Editorial | Specific body for rebuilding
There is no question that Hurricane Melissa severely battered western Jamaica.
Indeed, even as the assessment becomes more granular, what is known so far of the impact of the Category 5 storm is staggering. An estimated 135,000 homes were either damaged or destroyed. Over 900,000 persons across five parishes were affected.
Public infrastructure wasn’t spared. Schools, hospitals and clinics were levelled or badly mangled by the hurricane’s 185 mph winds. Floods and landslides, induced by Melissa’s rains, undermined roads and bridges.
The Government’s latest estimate of the cost of the damage is US$10 billion. That is over 43 per cent of Jamaica’s GDP, using the IMF’s measure of the size of the island’s economy. When the counting is completed, including the hurricane’s indirect impact on the economy, the figure will be significantly higher.
Jamaica, over the next several years, has a major reconstruction job to do, requiring the spending of hundreds of billions of dollars.

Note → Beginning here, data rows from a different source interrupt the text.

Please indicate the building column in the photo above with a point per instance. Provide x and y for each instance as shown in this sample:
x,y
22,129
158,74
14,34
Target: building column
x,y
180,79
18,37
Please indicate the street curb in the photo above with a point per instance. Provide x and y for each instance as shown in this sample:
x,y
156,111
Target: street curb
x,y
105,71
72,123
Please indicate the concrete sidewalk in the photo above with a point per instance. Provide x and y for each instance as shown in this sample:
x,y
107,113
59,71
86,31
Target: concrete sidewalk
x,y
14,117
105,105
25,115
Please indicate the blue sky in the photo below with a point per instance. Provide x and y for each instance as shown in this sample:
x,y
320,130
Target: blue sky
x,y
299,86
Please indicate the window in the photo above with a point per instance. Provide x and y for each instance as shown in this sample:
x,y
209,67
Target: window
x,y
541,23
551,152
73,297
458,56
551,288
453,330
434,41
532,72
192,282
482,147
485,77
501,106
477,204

What isn’t yet clear is how the administration plans to approach this rebuilding, despite Prime Minister Dr Andrew Holness’ appointment of committees to coordinate the receipt and distribution of hurricane relief and financial assistance to the island.
The Gleaner welcomes Dr Holness’ pledge that “every dollar spent will be accounted for” and efficiently allocated. However, the early interventions to restore a semblance of normality to western Jamaica and to ease citizens’ immediate post-hurricane circumstances, are far from the national reconstruction project that will be required to restore infrastructure with the resilience required for the extreme weather-related events that are becoming the new normal with global warming.
MULTI-YEAR PROGRAMME
The scale of the exercise will require, by this newspaper’s estimates, the expenditure of US$3-4 billion over the next three to five years. That project can’t be managed – at least not with the necessary intensity, urgency and efficiency, transparency and oversight – solely by the Government’s existing bureaucracy. There is a shortage of, and weaknesses in, institutional capacity.

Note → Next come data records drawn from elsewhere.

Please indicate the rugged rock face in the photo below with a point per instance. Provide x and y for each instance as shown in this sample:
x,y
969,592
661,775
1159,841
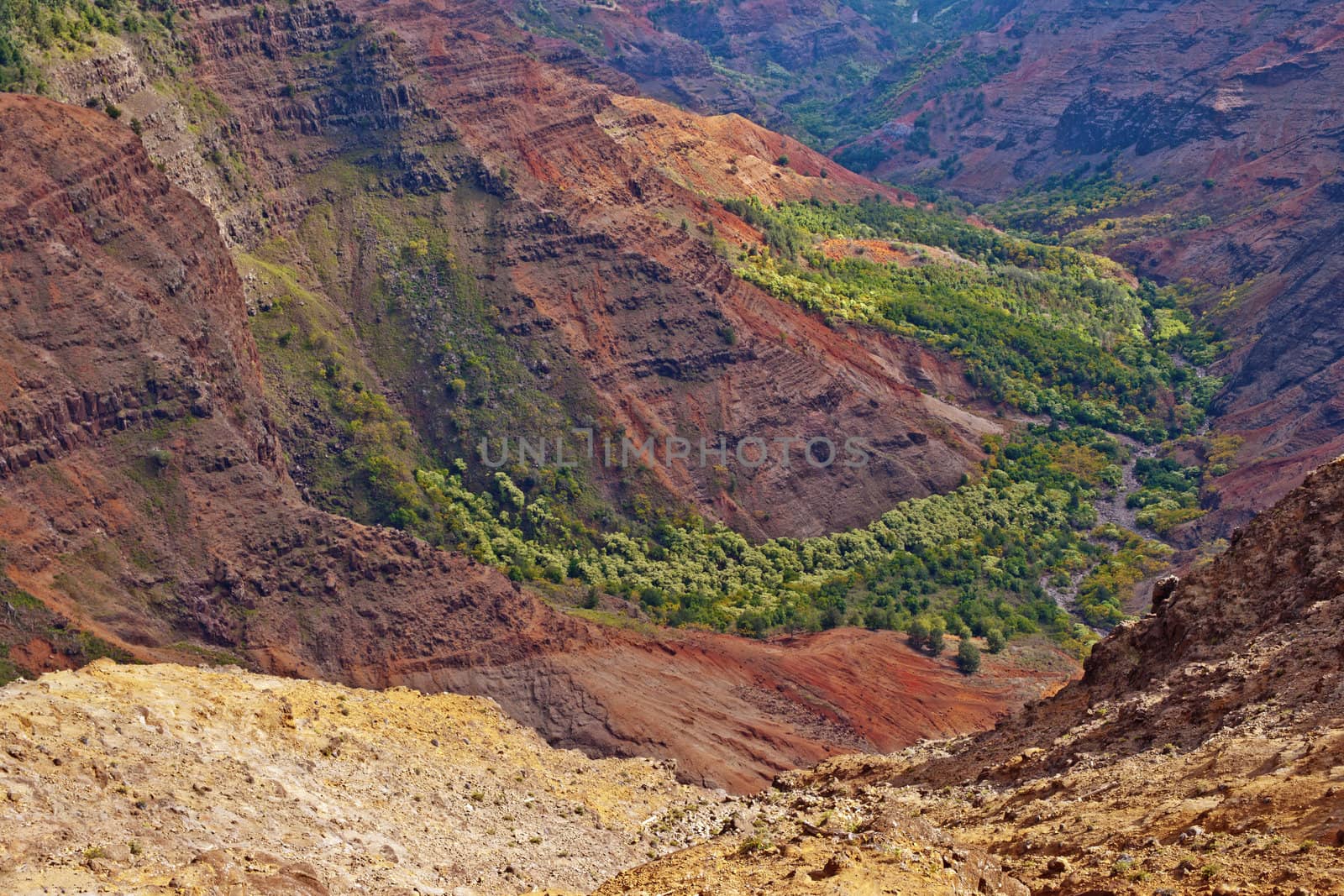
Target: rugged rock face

In that regard, The Gleaner repeats its proposal for the creation, via legislation, with specific sunset clause for the entity, of a National Reconstruction Authority (NRA). Its job would be to, as we suggested previously, “plan, procure, execute, and account for, a multi-year reconstruction programme”.
The NRA must have operational independence, but would report to Parliament via a cross-party oversight committee.

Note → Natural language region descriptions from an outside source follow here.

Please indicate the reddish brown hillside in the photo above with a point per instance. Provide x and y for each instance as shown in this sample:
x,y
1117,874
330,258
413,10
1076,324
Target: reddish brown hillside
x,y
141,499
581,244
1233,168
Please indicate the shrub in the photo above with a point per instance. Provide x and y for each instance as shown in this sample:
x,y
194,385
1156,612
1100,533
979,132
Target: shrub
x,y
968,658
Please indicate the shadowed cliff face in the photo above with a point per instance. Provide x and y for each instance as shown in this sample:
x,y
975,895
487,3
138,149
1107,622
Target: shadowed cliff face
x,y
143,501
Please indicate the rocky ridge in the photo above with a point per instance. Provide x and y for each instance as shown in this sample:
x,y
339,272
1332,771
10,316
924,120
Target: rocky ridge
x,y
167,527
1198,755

It must have highly competent management and skilled technical staff, with its operations overseen by an independent board of qualified and capable people with backgrounds in business, finance, engineering, climate adaptation, civil-society institutions, including faith-based organisations, as well as the diaspora.
In the context of the overall reconstruction, The Gleaner also reiterates its suggestion for a special carve-out for education, with a specific portion of aid/rebuilding inflows being earmarked for the sector.
In other words, Melissa provides an opportunity for the long talked-about reset of an education system whose output is highly uneven and delivers too few graduates capable of giving Jamaica a competitive advantage in an increasingly technology-driven global economy.
Its historic underperformance notwithstanding, the education sector has, in recent years, endured multiple shocks that have stressed the teaching-and-learning environment. The COVID-19 pandemic kept students out of classrooms for two academic years, exacerbating existing education deficits. Last year, Hurricane Beryl side-swiped Jamaica’s south coast, damaging scores of schools. Now, Melissa has done even greater damage to far more schools, including many that were hit by Beryl.
These institutions must be put back into operation urgently, with temporary fixes to school plants, or the construction of temporary facilities, ahead of longer-term, but quick, resilient reconstruction.
DEDICATED FINANCING
But the rebuilding in education mustn’t only be physical. It must also be institutional, including the professional development of teachers and significant adjustment to school curricula.
Climate change, including a focus on the “green” jobs that will be relevant for surviving in a hotter climate, must be part of what is taught in schools. So, too, must be disaster preparedness, resilience, industrial linkages and entrepreneurship.
Doing this, plus building back classrooms, libraries, science and computer labs – all the necessities for delivering modern education – will require, if it is to be done with urgency, dedicated financing.
It is why we proposed the creation of a School Education Recovery & Resilience Fund (SERRF) as a subset of our suggested National Reconstruction Fund (NRF). Up to 30 per cent of overall redevelopment inflows – capped over time at the optimal amount needed for the overhaul of the sector – would be ring-fenced for education, going into the SERRF.
The school and education fund would be managed by a National Education Recovery Board (NERB), under the umbrella of the education ministry. Like the National Reconstruction Authority, the NERB would have effective oversight by a similarly constructed expert board.
Collaborating with the National Education Trust and the Jamaica Social Investment Fund (JSIF), the SERRF would provide grants to, and oversight of, education reconstruction and innovation projects.